Mr Martin said it had always been the Government’s intention “to file this declaration after South Africa has filed its memorial in the case. We understand that South Africa filed its memorial last week”.
The Government’s decision “to intervene in the South African case was based on detailed and rigorous legal analysis. We’re serious about this and we’ve done it properly.”
He said “work is progressing on the preparation of Ireland’s declaration of intervention, which it is intended will be filed before the end of this year. In formulating this declaration, Ireland will set out a robust basis for its intervention before the court. It is then a matter for the court to rule on its admissibility.”

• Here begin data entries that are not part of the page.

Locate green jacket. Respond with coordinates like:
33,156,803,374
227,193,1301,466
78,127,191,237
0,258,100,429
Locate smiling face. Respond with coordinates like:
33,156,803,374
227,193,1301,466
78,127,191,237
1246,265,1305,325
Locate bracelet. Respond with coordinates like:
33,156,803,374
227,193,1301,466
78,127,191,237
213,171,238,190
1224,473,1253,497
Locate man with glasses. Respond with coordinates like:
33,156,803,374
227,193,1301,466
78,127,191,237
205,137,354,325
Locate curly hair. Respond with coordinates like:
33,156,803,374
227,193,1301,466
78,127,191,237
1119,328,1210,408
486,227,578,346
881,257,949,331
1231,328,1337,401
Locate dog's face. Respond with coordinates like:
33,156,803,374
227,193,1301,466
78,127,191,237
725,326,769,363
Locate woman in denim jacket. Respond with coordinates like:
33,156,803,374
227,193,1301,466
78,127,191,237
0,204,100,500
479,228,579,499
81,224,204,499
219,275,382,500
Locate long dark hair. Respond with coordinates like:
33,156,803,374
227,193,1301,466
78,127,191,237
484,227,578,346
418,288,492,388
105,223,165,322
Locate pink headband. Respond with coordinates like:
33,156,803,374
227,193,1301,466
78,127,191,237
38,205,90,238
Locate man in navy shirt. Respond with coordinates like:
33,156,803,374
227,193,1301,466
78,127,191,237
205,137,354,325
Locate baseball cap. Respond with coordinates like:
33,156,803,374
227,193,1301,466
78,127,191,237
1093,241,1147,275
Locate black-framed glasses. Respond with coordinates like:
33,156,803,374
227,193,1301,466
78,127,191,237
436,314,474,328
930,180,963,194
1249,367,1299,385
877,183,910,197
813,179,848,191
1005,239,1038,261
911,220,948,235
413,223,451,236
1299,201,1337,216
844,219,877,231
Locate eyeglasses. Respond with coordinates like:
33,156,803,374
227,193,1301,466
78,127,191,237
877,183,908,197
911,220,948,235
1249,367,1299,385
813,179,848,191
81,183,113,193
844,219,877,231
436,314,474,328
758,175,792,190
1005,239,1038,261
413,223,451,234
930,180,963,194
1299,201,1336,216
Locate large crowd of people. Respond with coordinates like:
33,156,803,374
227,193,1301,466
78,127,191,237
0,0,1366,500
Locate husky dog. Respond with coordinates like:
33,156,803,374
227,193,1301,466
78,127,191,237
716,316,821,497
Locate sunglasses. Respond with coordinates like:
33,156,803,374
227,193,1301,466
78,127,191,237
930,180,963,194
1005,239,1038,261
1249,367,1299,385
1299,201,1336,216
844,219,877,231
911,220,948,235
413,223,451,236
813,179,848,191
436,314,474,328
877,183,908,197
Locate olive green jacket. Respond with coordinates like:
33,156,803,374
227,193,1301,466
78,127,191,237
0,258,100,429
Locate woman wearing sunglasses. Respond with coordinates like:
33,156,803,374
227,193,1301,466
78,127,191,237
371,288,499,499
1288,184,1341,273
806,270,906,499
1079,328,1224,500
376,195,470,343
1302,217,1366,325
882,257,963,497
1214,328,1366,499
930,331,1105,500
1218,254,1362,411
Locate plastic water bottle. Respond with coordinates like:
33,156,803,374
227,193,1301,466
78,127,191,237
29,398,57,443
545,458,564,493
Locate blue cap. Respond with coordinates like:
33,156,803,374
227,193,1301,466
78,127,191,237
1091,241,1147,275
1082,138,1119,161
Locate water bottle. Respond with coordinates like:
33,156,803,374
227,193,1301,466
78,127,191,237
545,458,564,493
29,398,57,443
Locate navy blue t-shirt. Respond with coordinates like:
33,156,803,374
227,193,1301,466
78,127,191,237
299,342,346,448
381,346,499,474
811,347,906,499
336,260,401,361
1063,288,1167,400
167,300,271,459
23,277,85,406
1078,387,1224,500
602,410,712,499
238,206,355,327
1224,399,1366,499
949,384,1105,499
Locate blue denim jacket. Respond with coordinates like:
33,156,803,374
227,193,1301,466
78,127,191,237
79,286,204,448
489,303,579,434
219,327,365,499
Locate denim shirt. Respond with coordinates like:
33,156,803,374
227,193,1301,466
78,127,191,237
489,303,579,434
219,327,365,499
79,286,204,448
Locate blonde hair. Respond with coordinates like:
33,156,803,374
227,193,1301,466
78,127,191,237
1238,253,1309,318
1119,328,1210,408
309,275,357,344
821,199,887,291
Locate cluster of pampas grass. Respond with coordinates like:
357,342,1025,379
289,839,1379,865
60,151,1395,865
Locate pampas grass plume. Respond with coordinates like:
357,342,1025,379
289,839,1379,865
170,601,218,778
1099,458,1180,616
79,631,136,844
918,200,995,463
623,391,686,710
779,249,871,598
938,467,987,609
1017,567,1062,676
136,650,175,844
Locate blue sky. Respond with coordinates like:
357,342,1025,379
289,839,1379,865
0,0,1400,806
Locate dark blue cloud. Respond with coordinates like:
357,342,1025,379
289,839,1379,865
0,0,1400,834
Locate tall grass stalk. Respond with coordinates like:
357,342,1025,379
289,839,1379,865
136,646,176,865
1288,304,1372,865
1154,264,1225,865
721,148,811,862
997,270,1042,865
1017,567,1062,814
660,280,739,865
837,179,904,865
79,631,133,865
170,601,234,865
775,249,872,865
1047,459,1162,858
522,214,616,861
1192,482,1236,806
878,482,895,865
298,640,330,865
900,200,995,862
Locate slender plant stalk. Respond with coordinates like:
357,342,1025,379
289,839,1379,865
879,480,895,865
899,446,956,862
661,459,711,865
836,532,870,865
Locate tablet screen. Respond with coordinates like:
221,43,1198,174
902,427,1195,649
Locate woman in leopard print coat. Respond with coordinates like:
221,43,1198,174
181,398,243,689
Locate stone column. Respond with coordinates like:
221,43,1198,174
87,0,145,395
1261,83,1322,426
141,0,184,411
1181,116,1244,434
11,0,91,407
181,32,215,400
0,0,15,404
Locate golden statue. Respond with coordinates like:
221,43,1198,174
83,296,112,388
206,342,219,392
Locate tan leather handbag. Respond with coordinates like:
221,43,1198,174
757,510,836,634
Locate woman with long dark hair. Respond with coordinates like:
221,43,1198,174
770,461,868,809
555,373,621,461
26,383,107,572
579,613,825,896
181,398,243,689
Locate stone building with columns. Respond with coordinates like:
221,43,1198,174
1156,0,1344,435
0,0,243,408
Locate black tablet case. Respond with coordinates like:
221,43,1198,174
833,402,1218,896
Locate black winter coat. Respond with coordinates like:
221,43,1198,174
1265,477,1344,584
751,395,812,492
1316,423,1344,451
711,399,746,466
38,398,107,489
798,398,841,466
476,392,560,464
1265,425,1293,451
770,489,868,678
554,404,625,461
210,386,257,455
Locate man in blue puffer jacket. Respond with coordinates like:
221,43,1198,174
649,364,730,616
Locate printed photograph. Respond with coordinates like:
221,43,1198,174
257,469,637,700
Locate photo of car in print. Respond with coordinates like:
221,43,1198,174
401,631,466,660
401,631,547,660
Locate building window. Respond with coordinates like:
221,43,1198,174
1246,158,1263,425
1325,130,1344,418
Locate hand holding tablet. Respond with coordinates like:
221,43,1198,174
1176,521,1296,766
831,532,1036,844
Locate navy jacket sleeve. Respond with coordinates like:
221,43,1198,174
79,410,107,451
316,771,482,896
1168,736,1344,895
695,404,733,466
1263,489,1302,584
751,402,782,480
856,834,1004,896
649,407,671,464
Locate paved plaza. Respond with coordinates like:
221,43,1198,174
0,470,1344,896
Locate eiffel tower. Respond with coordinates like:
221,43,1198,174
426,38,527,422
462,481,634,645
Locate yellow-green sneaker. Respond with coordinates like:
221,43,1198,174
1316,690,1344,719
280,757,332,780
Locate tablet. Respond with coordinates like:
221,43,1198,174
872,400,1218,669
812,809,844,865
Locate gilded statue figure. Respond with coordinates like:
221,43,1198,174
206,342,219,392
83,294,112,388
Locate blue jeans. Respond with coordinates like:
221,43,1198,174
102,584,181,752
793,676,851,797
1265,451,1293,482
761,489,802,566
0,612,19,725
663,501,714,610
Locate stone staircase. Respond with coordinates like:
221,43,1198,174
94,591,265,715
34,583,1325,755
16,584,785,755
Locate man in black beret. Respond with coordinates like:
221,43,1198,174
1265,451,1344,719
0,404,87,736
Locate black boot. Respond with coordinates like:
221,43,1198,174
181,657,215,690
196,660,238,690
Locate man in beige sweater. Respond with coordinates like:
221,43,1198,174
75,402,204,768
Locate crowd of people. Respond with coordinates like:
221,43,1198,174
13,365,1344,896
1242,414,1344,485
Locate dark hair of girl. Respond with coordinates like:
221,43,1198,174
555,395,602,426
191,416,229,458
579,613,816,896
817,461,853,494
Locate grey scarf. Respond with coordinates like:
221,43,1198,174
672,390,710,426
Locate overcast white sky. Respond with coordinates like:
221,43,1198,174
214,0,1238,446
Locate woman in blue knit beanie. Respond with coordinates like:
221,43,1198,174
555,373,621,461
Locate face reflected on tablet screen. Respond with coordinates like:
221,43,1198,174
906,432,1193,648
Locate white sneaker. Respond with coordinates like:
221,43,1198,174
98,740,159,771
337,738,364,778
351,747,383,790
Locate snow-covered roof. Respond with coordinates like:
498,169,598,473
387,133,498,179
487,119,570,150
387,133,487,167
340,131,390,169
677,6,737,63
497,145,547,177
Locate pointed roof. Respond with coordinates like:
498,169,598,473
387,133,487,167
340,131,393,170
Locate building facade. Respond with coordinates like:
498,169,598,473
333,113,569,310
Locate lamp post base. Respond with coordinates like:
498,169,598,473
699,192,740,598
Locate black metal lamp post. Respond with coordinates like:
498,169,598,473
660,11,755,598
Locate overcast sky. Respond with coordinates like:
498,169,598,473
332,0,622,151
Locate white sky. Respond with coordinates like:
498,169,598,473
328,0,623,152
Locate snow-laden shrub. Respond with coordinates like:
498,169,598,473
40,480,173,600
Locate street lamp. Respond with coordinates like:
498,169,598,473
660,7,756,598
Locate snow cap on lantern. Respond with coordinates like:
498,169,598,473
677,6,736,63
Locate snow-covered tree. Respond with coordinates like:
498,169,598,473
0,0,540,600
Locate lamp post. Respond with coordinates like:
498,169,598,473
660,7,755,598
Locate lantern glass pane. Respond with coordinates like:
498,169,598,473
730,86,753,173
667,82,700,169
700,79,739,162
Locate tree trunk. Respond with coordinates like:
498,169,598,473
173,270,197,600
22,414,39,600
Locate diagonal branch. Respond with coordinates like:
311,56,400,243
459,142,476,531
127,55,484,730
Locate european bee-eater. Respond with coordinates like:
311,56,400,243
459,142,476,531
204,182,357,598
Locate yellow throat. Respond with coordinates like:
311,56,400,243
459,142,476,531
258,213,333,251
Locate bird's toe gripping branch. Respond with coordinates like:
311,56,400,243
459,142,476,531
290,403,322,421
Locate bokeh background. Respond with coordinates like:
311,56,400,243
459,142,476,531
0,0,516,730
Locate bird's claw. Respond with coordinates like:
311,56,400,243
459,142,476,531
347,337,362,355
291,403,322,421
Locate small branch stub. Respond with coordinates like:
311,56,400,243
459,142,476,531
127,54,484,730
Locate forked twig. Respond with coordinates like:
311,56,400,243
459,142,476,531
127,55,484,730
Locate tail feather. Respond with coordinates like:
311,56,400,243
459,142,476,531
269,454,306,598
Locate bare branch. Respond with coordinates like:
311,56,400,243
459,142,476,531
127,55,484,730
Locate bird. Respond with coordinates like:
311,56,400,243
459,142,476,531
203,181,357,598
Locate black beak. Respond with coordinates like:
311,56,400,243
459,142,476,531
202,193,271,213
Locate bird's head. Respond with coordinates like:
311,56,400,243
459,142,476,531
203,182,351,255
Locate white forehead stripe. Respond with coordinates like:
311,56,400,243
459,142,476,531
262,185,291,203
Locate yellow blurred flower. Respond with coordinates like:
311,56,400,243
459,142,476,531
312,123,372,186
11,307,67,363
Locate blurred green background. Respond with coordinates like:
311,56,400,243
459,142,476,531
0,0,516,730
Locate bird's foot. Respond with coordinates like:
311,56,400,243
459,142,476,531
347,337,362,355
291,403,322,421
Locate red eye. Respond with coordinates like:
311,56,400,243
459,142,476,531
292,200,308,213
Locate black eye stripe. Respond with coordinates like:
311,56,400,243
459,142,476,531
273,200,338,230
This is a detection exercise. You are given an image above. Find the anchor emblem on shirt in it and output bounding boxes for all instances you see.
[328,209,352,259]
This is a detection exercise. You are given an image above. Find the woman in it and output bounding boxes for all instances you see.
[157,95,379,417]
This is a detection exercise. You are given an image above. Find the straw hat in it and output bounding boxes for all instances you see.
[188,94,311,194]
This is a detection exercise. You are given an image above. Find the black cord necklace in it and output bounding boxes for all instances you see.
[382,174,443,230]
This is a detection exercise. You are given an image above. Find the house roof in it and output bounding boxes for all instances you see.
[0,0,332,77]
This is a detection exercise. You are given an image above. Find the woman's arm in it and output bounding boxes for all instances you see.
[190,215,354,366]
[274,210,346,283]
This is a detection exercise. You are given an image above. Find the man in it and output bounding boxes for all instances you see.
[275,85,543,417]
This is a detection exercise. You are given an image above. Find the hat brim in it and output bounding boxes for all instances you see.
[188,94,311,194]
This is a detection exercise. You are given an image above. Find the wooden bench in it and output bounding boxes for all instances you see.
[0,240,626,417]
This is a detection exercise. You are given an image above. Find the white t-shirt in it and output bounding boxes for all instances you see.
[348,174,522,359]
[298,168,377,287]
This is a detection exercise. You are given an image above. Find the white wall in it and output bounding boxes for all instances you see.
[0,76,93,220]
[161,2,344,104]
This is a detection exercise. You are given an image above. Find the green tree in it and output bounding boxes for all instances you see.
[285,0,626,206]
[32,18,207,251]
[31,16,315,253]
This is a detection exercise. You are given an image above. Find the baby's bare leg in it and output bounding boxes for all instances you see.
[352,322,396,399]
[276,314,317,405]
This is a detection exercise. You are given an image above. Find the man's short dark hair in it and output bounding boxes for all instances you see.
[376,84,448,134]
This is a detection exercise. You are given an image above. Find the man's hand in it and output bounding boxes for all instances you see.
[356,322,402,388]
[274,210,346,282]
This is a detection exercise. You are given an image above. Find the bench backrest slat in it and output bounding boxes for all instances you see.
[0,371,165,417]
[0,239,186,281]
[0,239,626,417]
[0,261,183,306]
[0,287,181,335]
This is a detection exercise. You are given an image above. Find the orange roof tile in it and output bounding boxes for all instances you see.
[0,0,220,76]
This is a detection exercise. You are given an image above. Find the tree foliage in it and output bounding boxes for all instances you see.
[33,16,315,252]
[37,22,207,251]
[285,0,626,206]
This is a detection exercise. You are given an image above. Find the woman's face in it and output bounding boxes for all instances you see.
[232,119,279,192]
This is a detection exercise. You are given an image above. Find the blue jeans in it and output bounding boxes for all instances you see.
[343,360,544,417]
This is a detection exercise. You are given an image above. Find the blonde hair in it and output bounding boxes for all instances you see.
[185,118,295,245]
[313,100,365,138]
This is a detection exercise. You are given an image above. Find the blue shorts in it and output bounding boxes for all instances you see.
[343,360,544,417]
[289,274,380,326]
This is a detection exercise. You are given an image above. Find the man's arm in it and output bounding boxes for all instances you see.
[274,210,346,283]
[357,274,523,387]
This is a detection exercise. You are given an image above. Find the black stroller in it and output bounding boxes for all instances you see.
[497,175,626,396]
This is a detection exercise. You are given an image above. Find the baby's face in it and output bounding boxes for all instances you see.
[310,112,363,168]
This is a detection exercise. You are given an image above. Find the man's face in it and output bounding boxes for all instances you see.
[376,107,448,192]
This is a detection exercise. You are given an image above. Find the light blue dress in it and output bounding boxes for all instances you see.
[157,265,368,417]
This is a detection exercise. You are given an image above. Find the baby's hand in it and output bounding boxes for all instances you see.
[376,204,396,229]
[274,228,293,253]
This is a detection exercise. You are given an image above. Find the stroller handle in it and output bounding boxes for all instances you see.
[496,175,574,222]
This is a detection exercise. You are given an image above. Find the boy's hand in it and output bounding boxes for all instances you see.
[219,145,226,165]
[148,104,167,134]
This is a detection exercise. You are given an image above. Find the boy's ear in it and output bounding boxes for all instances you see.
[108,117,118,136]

Mr Gannon asked “what will be left of Gaza?” while the Government goes to court. He said the Government seems to be “content to be the least worst” of nations in its response, and insisted that “we are complicit” in genocide.
Ms Cairns said that there are “after nearly 44,000 dead, including nearly 17,000 children, after more than 100,000 people injured, after 10,000 people missing, buried in wreckage and the rubble. After an expansion of the conflict to Lebanon, nothing has changed”.
“We still maintain normal diplomatic relations with Israel. We still maintain normal travel relations with Israel. We’ve actually increased our trade in dual use technology with Israel. We continue to allow military aircrafts carrying bombs and munitions to travel through our airports and airspace, and this Government still won’t call Israel’s actions what they are. This is a genocide.”
The Tánaiste said the Government “has also repeatedly set out the clear policies and procedures that pertain to overflights of sovereign airspace. There are procedures and a legal framework there. We don’t facilitate anything there.”
He said that “on the question of sanctions, as this House is aware Ireland does not impose unilateral domestic sanctions. We’ve been particularly active against violent illegal Israeli settlements.”
Sinn Féin foreign affairs spokesman Matt Carthy said the Tánaiste and other Government representative “are all always going to great pains to outline the appreciation that is expressed to them by representatives of the Palestinian people. I have to say that speaks more to the silence and complicity of much of the rest of the Western world than it does give reason for us to clap ourselves on the back.”
His party colleague Rose Conway-Walsh pointed to the Occupied Territories Bill and said the Government had had four years to sort out issues with it. “I do not trust this Government to pass this Bill in the next term.”
Labour TD Brendan Howlin said that for more than a year “the people of Gaza have been bombed, shelled, buried under rubble, burned and starved. A staggering 43,000 Palestinians are dead. Many believe that is a considerable underestimate. Many, up to 10,000, more are still buried under the vast tracts of rubble that was once the built environment of Palestine.”
Independent TD Catherine Connolly described the Tánaiste’s speech as “carefully crafted, avoiding the issue and utterly out of touch with the feeling of the public on the ground”.